In the institutional kick-off for the Diada, Torra recalled the prisoners and exiles pursued for defending the freedom of Catalonia and for having let the Catalan people vote on 1st October last year. He said: "this is a people which feels and wants to be free. Which has decided to have sovereignty over its destiny".

Torra evoked the Junta de Braços vote in July 1713, when Barcelona's authorities decided to defend "to the final consequences" a constitutional and parliamentary system which is one of "the oldest in Europe". He said that "like 300 years ago, we're at a new crossroads in the history of our country": "We have to decide whether, in the face of injustices, threats, fear, violence, the prisons and exile we acquiesce or resist and move forwards".

"What's fracturing is the absence of freedom"

The president gave a call to assert the truth and maintain "the good tone despite the insults and humiliations", but also to "live free with all the consequences", defending democratic freedoms "fiercely, passionately". "Freedom doesn't ever fracture, what fractures is its absence," he said.

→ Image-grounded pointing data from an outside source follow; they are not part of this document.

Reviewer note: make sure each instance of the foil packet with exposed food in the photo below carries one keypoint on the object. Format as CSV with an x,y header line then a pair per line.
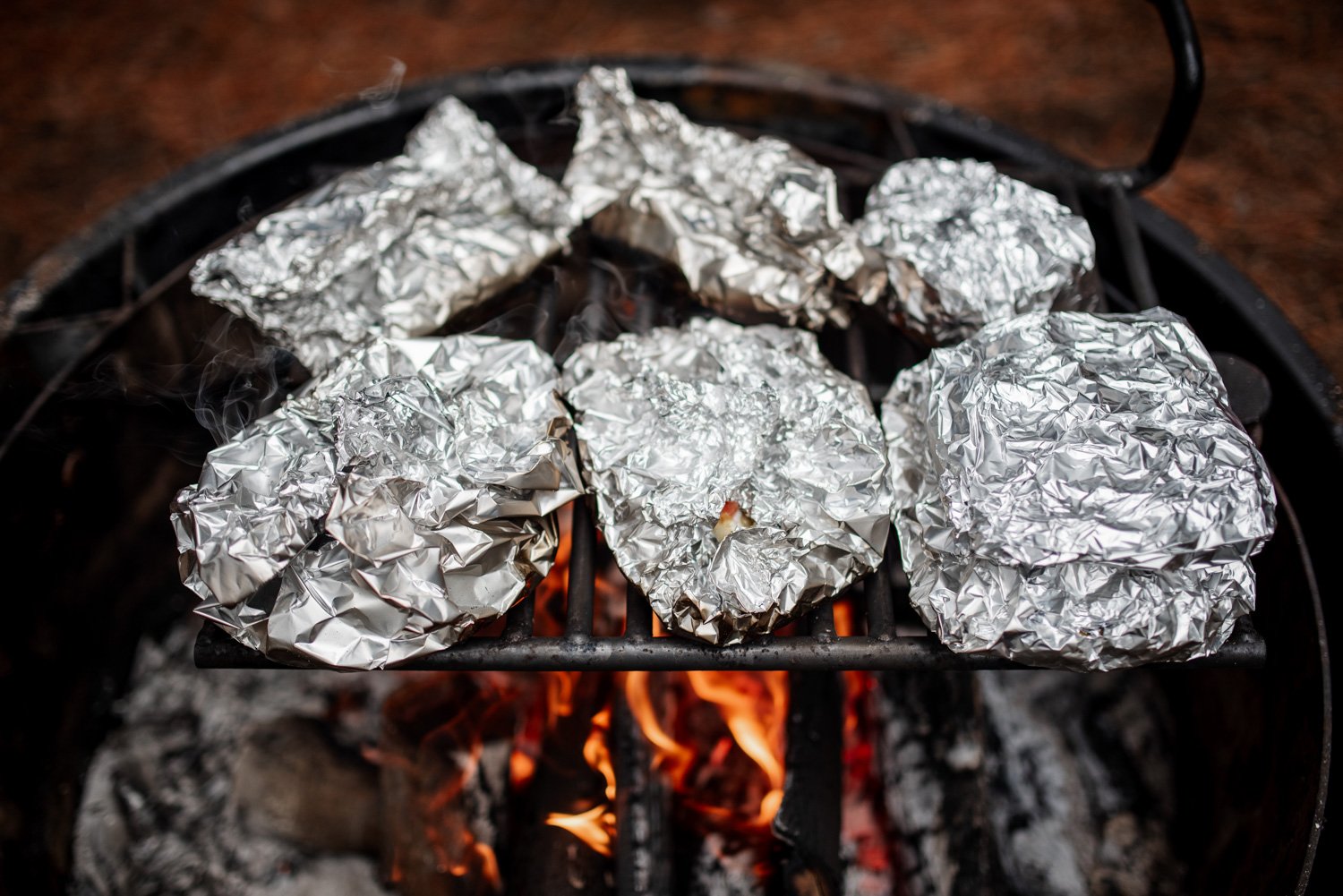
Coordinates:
x,y
754,225
740,480
398,503
964,246
1074,491
395,249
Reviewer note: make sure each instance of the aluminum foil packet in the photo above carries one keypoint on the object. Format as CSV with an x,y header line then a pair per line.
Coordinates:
x,y
395,249
754,225
740,480
1074,491
964,246
399,501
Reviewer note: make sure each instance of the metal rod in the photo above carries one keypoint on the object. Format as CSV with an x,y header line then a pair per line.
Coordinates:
x,y
217,651
881,616
577,624
638,614
518,621
1186,94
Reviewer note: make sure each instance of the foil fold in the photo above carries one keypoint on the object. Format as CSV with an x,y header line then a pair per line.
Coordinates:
x,y
964,244
395,249
740,480
1072,491
754,225
398,503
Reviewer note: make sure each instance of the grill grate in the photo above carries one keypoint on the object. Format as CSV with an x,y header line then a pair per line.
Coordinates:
x,y
622,290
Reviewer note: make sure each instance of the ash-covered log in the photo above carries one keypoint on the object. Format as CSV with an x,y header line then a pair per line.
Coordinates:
x,y
1031,783
932,755
292,781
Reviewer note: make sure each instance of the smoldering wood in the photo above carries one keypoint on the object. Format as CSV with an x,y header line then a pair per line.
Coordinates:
x,y
1029,783
642,810
932,753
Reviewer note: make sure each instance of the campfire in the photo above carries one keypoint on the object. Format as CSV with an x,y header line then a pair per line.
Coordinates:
x,y
614,756
712,745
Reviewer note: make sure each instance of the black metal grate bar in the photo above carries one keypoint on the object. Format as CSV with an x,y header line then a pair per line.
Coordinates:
x,y
920,653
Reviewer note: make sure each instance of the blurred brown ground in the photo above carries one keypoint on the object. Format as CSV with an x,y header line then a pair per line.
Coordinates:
x,y
102,98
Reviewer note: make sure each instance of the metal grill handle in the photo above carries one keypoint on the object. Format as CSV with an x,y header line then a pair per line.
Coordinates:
x,y
1186,94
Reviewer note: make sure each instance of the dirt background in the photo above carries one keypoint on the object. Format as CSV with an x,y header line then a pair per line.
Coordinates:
x,y
98,99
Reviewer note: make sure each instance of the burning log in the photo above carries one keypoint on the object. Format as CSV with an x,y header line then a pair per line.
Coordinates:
x,y
445,759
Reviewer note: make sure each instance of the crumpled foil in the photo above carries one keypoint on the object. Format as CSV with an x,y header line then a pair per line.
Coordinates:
x,y
964,246
1074,491
754,225
679,423
402,500
394,249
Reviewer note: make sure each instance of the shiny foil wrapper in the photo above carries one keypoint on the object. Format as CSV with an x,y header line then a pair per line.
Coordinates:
x,y
395,249
1074,491
964,246
398,503
740,480
754,225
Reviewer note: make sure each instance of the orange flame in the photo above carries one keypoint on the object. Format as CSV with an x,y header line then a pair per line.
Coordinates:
x,y
754,719
596,825
593,826
671,755
751,705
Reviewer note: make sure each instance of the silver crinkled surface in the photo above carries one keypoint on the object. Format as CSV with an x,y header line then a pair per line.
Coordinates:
x,y
677,423
964,246
402,500
752,223
1072,491
394,249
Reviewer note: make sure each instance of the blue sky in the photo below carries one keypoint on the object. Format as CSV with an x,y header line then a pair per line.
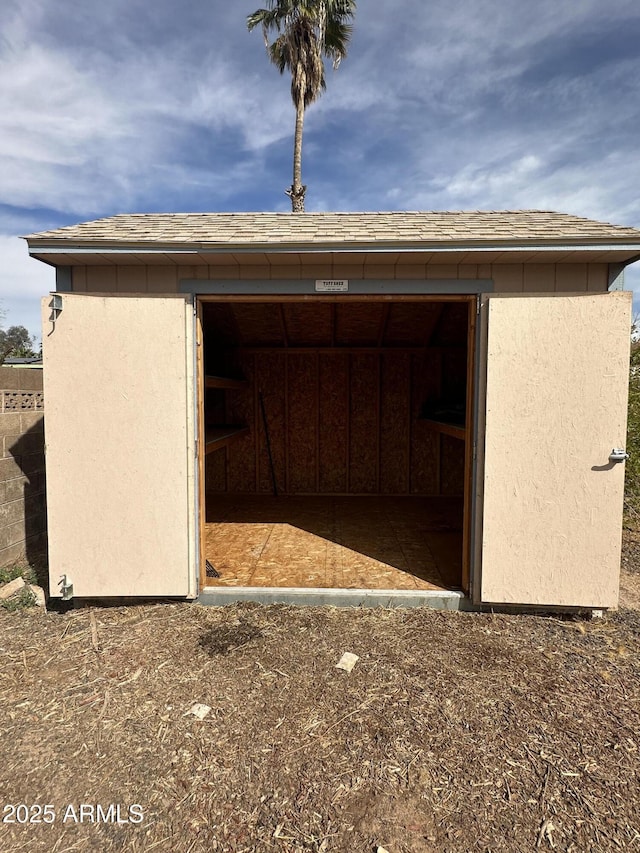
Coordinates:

His call for a permanent mobilisation was also present in today's speech, which didn't hide the complexity of the moment, likewise his call to not fall for provocation. "History teaches us that every time we've fallen, we've got up and set off again. And now we're doing it in a democratic, peaceful fight for civil, social and national rights. We're setting off again without ever abandoning our flags of dialogue, peace and words", said the president, who insisted that words and votes are the only tools they have, "our only bastions".

"To coexist is to live alongside each other and not some under the others," said Torra. For that reason, he urged the Catalan people to come together in defence of its freedoms and democracy, because "they're the only fertile ground on which well-being, justice, progress, quality of life and equality of opportunities can grow".